Projects where ( Biology ) ∩ ( AI & ML ), a dash of NLP & LLMs
- Arabic NLP Benchmarks & Evaluation
Expanded upon Pico-voice ASR benchmark to support benchmarking of OpenAI's Whisper in transcription of Egyptian ARZ speech into ARZ and english text.
Expanded lm-evaluation-harness to support machine translation of ARZ to english and vice versa with a new ARZ corpus dataset from hugging face and Meta's Nllb200.
- LLM Hallucination Detection & Mitigation
Competition solution for Russian hallucination detection (codeforces) using Agentic Context Engine (ACE)—trained Gemma-3-270M (Generator) with Gemini Flash 2.5 (Reflector/Curator) to learn 83 anti-hallucination strategies from 380 SberQuAD-derived examples that were transformed using Gemini Flash 2.5, achieving 0% hallucination rate with conservative refusal behavior deployed via llama.cpp + GGUF for GPU inference for the competition.
- Geospaital AI Esri North Africa
As part of my GIS intership at Esri, A fine tuned Presto (GeoAI foundational model) on the task of classifying 3 crop types across Africa and also as part of a GeoAI competition on Zindi where it achieved leaderboard position 37, The model's outputs integrate seamlessly into ArcGIs and can be viewed as a feature layer.

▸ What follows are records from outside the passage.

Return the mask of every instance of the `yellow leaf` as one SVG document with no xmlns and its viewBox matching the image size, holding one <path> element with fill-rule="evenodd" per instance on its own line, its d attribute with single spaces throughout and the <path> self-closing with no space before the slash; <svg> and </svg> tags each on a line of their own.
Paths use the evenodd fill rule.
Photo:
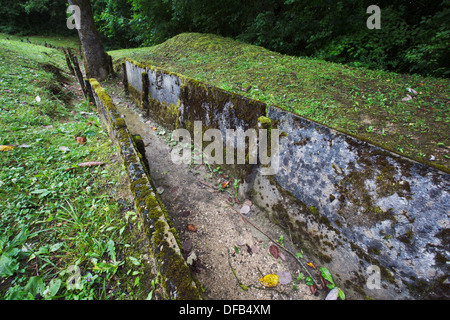
<svg viewBox="0 0 450 320">
<path fill-rule="evenodd" d="M 0 151 L 10 151 L 14 149 L 14 146 L 0 146 Z"/>
<path fill-rule="evenodd" d="M 266 288 L 273 288 L 278 285 L 278 276 L 276 274 L 268 274 L 259 279 L 259 282 Z"/>
</svg>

- Explainable AI and Adversarial Attacks
XAI, Adversarial attacks and model hardening on CNNs tutorial
A 4 step workflow outlining how to fine-tune ResNet-34/MobileNetV2 on Caltech-101, generate FGSM adversaries using torchattacks, interpret with Grad-CAM & saliency, and evaluate defenses (adversarial training, input transforms).

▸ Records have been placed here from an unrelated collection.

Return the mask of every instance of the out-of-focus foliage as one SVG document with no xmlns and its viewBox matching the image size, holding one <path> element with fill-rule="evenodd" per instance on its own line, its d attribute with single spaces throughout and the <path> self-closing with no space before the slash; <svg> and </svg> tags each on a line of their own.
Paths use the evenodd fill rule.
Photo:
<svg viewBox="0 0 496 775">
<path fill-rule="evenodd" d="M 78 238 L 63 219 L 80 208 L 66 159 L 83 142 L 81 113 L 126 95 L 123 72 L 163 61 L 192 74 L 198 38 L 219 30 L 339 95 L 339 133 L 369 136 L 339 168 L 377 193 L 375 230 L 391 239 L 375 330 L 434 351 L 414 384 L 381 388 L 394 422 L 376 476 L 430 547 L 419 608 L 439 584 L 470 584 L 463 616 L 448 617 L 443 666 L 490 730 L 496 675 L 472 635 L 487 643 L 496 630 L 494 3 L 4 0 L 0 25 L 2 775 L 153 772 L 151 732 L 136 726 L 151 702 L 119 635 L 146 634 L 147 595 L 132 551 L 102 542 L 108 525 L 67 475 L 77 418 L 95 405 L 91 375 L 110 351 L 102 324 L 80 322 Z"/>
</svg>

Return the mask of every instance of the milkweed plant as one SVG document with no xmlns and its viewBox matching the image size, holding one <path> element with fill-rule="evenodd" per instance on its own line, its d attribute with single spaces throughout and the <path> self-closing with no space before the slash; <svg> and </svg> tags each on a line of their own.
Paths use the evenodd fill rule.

- Robotics & Voice Control
SHATO — Voice-Controlled Robotic Assistant
A production-grade microservices system that turns speech into schema-validated robot commands—Whisper STT → Fine tuned Gemma3-270M intent extraction → Pydantic validation (self-correction) → Parler TTS—built with FastAPI and Docker, with zero malformed commands reaching hardware.
You're probably wondering where's the Bio AI projects, here's one ;)
- Parkinson's Disease Voice Detection
Production-grade ML pipeline for detecting Parkinson's Disease from voice recordings using Wav2Vec2 foundation model features—implements dual approach: fine-tuned neural classifier (Wav2Vec2-base-960h → pooling → classification head with dropout) vs Random Forest on frozen embeddings, trained on 81-sample balanced dataset (HC/PD) with stratified split, comprehensive test suite, CI/CD (GitHub Actions), and Makefile workflow—engineered for small medical datasets with configurable YAML-driven training, W&B logging, and device-agnostic execution (MPS/CUDA/CPU).